Le consulat français de Catalogne sous l’archiduc Charles. — Dès son entrée en poste, Jean-Philippe Monclus doit quitter la Catalogne et participe auprès de l’armée franco-espagnole à sa reconquête. Après la prise de Tortosa, place la plus au sud de la Catalogne, le consul s’y installe et tente d’y relancer le commerce des Français, en servant les deux rois : d’Espagne et de France. Finalement, il est révoqué, accusé de prévarication.

Chapitre II
Le vice-consulat de Tortosa (1709-1713)

La réorganisation des consulats et le cas de Simon Dupin. — Les troubles mettent en avant des Français qui ont servi la cause des Bourbons, comme Simon Dupin, marchand français de Valence. En retour, il obtient le poste de vice-consul de Tortosa, alors que le consulat français de Catalogne est vacant.

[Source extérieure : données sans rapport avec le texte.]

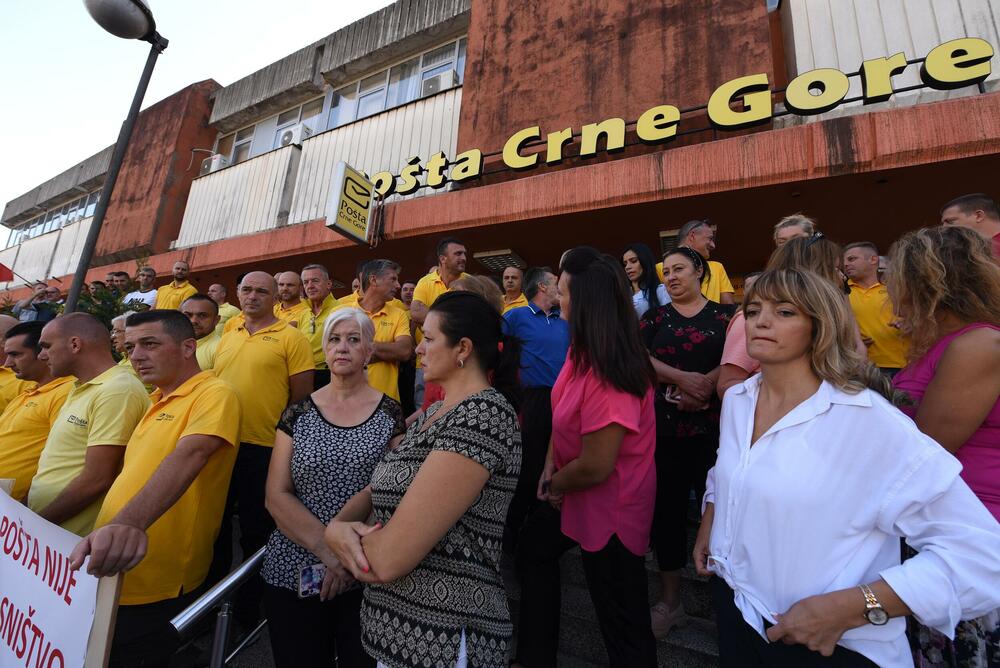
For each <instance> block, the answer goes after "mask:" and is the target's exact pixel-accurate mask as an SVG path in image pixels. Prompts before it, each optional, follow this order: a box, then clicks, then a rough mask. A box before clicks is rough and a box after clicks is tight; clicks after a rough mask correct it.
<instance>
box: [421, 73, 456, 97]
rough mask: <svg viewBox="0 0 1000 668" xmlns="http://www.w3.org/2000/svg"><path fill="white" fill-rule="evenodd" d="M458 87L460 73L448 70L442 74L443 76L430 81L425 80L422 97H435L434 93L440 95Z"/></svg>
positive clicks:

Simon Dupin se retrouve dans une situation institutionnelle inédite.

Simon Dupin, du vice-consulat de Tortosa au consulat de Catalogne. — Simon Dupin parvient à gagner en quatre années la confiance de ses tutelles en développant le vice-consulat de Tortosa et en y jouant plus un rôle d’intendant que de consul, si bien qu’il devient consul de Barcelone.

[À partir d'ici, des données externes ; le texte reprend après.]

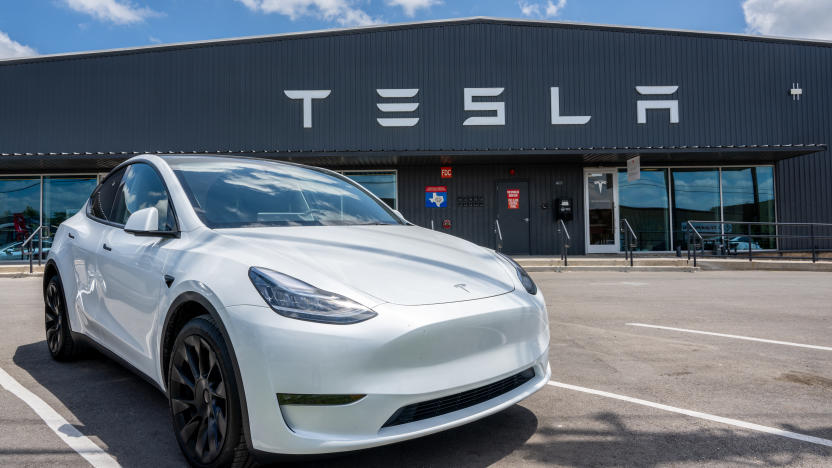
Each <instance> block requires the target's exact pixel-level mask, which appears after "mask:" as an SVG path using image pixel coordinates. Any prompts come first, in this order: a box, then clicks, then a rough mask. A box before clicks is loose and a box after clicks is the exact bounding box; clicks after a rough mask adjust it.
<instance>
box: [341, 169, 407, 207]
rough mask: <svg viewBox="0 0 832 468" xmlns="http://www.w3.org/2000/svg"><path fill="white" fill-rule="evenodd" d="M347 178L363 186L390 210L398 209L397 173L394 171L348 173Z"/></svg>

Les consuls français de Catalogne : similitudes et différences. — Les trois consuls successifs appartiennent à l’univers marchand, ont leurs activités en Espagne mais leur formation est différente. Simon Dupin a été formé comme chancelier de consulat, alors que Jean-Philippe Monclus et Laurent Soleil, marchands, sont nommés directement consuls. Cependant, après eux, les nouveaux consuls sont rarement issus du négoce. Il semble que le choix de ces hommes soit lié à une situation politique et économique propre : celle du développement du commerce interlope vers les Indes.

Chapitre III
Réformes consulaires et provinciales (1713-1716)

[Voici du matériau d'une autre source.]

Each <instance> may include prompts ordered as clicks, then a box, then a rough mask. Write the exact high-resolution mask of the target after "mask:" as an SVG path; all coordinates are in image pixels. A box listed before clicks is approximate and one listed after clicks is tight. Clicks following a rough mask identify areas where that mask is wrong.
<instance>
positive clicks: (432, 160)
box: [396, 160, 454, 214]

Les bouleversements institutionnels en Catalogne. — L’entrée de Philippe V dans Barcelone entraîne une réorganisation institutionnelle de la province. Les décrets de Nueva Planta de 1716 suppriment la Généralité et tous ses pouvoirs sont récupérés par le représentant du roi d’Espagne en Catalogne.

La réforme du consulat français de Catalogne. — Simon Dupin, formé dans le Levant, organise le consulat selon les indications des décrets royaux : sont mis en place en 1714 une chancellerie, des députés de la nation et des vice-consulats. En trois ans, le consulat français de Catalogne est modernisé.

La nouvelle place de la France en Catalogne. — Le contexte de reconquête de la Catalogne permet à Simon Dupin d’appliquer des réformes inédites. Pourtant, les nouvelles autorités, qui ont récupéré les prérogatives de la Généralité, n’entendent pas mener une politique pro-française. Si Simon Dupin est révoqué, sa réforme lui survit et marque un changement dans la pratique consulaire française en Catalogne.

L’affaire de la symbolique consulaire. — La révocation de Simon Dupin est provoqué par son souhait d’afficher symboliquement sa présence par les armes du roi de France, comme jadis Laurent Soleil. Cependant, le changement d’attitude à l’égard de la nation française entraîne un conflit autour de la présence de ces armes.


Conclusion

Les années 1679-1716 constituent une période charnière dans la construction des consulats français de la péninsule ibérique du fait du rôle économique majeur qu’ils jouent dans les projets économiques des secrétaires d’État de la Marine successifs. Favoriser la redistribution des produits levantins jusqu’à Cadix, développer une jurisprudence favorable sur les visites de navires, défendre les intérêts français face aux Anglais et aux Hollandais, telle est la tâche des consuls français de Catalogne. Dans cette province, les consuls successifs, issus du monde marchand, se retrouvent dans une situation unique, et, malgré la forte opposition locale, parviennent à sauvegarder les intérêts français et à faire entrer leur consulat dans la modernité en le conformant aux réformes annoncées dès 1681. Ainsi, il a fallu plus de trente années pour appliquer les directives royales qui diffusaient le modèle de fonctionnement des consulats levantins à ceux de la Chrétienté, malgré des problématiques fonctionnelles éloignées.


Annexes

Cartes des consulats français en Espagne et de leur évolution. — Tableaux retraçant la fréquence des lettres envoyées par les consuls français de Barcelone, et évaluant la fiabilité des acteurs intervenant dans les questions consulaires. — Extraits de lois. — Documents édités. — Éléments diplomatiques. — Lexique.